Patrick Bard était l'invité d'honneur de la deuxième journée. Photojournaliste, écrivain-voyageur, romancier, il était venu présenter son reportage photographique en confiant beaucoup d'anecdotes et de faits historiques, parfois surprenants. Parti de Buenos-Aires en Argentine, il a suivi les routes du Che, jusqu'à La Havane, pour se retrouver à la Higuera, petit village de Bolivie où les voyages du Che ont définitivement pris fin. Ce fut un récit passionnant, illustré par de très belles photographies, encore enrichi très récemment, puisque Patrick Bard se trouvait à Cuba, en décembre dernier, pour le compte du Magazine  'Ulysse' et a rapporté d'autres clichés. A l'issue de la projection, les festivaliers ont pu converser avec Patrick Bard et lui poser de nombreuses questions.
Le festival aura permis de faire participer toute la ville, avec notamment l'exposition photos de Sylvie Fpournier (Viganaise ayant vécu à Cuba) au restaurant Le Passage, et celle de Delphine Zamaï et Samuel Roche au café des Cévennes, sur leur année passée en Amérique du Sud. le tout en musique avec Tio Pepe, aux terrasses des bistrots.

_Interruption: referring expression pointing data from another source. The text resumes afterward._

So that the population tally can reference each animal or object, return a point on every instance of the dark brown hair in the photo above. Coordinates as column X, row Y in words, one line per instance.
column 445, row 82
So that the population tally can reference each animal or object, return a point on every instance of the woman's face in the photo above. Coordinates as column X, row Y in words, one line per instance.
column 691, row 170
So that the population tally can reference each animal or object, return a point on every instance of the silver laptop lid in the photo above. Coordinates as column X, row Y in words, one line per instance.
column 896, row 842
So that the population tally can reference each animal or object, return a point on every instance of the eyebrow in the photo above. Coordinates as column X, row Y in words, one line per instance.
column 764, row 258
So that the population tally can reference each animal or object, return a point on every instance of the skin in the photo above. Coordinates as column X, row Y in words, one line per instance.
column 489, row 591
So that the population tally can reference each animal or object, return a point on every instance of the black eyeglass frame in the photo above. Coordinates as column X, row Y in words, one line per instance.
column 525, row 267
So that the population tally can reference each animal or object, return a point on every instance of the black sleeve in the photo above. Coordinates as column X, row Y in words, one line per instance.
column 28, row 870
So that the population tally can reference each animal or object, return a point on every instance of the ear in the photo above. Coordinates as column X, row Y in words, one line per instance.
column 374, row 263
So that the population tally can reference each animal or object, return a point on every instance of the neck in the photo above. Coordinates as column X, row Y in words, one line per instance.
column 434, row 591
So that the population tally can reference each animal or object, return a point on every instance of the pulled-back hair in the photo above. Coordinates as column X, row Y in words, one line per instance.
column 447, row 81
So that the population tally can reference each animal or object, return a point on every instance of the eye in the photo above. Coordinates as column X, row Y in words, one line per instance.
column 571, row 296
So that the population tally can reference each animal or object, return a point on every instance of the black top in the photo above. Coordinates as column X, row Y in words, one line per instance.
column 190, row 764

Dimanche matin, à la maison de l'intercommunalité, tous les invités se retrouvaient pour une table ronde sur le thème « Cuba et maintenant ?. On sait que les choses changent à Cuba, et qu'elles vont continuer de changer mais dans quel sens ? Ces changements seront-ils bénéfiques à ce petit pays pressé, confiné par un puissant voisin qui lui fait barrage ? Les invités tentèrent de répondre aux différentes questions de l'audience. L'après-midi au Palace, les festivaliers ont pu assister à la projection du film  'Le rideau de sucre', sincère, émouvant, réalisé par Camila Guzman Urzua. Le portrait intime d'une génération qui était sur les bancs de l'école dans les années 1970, à l'apogée du régime. Le film rend compte de leur enfance et de la soudaine paralysie du pays, provoquée par la chute du bloc de l'Est. Un agréable moment entre nostalgie et constat amer.

 

 

02/09/2012

Ouverture officielle du festival « Là-bas, vu d'ici »

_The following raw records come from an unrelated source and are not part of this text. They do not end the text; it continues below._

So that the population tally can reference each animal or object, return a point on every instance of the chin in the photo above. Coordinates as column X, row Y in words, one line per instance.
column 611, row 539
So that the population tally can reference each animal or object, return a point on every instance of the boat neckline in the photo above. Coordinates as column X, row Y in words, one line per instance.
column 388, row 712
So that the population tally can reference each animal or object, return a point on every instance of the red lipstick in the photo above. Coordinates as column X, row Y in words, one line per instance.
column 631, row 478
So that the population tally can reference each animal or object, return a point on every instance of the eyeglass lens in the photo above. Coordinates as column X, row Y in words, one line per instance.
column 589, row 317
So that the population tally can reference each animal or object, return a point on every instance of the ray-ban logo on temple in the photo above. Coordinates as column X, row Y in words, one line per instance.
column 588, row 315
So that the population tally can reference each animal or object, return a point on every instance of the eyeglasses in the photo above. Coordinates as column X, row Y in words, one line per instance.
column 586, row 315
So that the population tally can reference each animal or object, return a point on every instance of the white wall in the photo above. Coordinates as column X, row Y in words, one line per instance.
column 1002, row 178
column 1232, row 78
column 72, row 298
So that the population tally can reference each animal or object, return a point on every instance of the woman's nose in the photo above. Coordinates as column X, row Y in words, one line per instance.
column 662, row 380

C'est dans les jardins de la Condamine, au cœur du Vigan, que l'association Hasta Siempre et la communauté de communes ont ouvert la deuxième édition de Là-bas, vu d'ici, festival « des voyages et des lointains horizons. » Si la première édition s'était attaché à célébrer Cuba, île fermée qui reçoit malgré-ce quantité de voyageurs, le cru 2012 est dédié à la Mongolie, immense plateau herbeux et venté qui évoque un Causse Méjean étiré à l'infini.

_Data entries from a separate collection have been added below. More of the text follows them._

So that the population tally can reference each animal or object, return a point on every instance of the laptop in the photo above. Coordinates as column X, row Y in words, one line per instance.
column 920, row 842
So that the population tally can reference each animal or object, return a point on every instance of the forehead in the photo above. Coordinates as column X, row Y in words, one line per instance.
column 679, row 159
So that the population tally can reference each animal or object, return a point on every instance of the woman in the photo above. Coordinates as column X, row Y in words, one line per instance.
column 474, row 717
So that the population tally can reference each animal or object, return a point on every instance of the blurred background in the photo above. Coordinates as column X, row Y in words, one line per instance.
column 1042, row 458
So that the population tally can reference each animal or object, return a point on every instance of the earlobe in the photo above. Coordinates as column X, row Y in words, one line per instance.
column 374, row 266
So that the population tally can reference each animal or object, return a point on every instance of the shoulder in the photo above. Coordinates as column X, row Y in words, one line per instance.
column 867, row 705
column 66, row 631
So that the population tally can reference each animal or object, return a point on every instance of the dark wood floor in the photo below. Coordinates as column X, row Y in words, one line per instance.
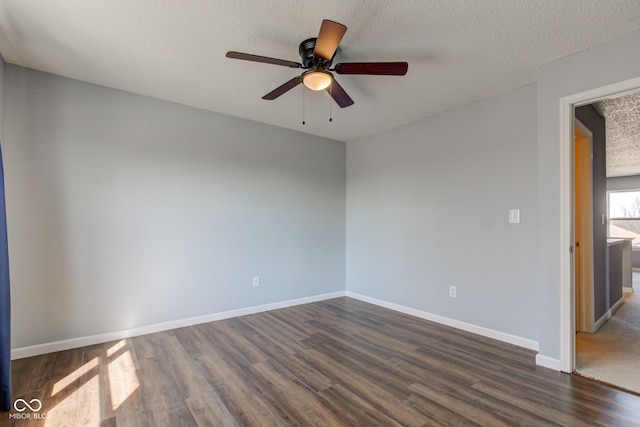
column 332, row 363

Après une introduction chaleureuse prononcée par Claudia Tagbo, comédienne et marraine du festival, des danseurs d'Azerbaïdjan ont subitement planté le décor de la semaine à venir : dépaysement, éloignement et aventure, sur l'emblématique route de la soie où se sont croisés orient et occident à l'époque de Marco Polo. Les Cévenols, plutôt nombreux (environ 300), ont découvert le programme patiemment élaboré par Henry Lavesque, président d'Hasta Siempre. Projections, dédicaces, stages, conférences et rencontres contribueront à déplacer le bassin viganais en plein cœur de l'Asie Centrale, à la découverte d'une civilisation fascinante et de ses coutumes.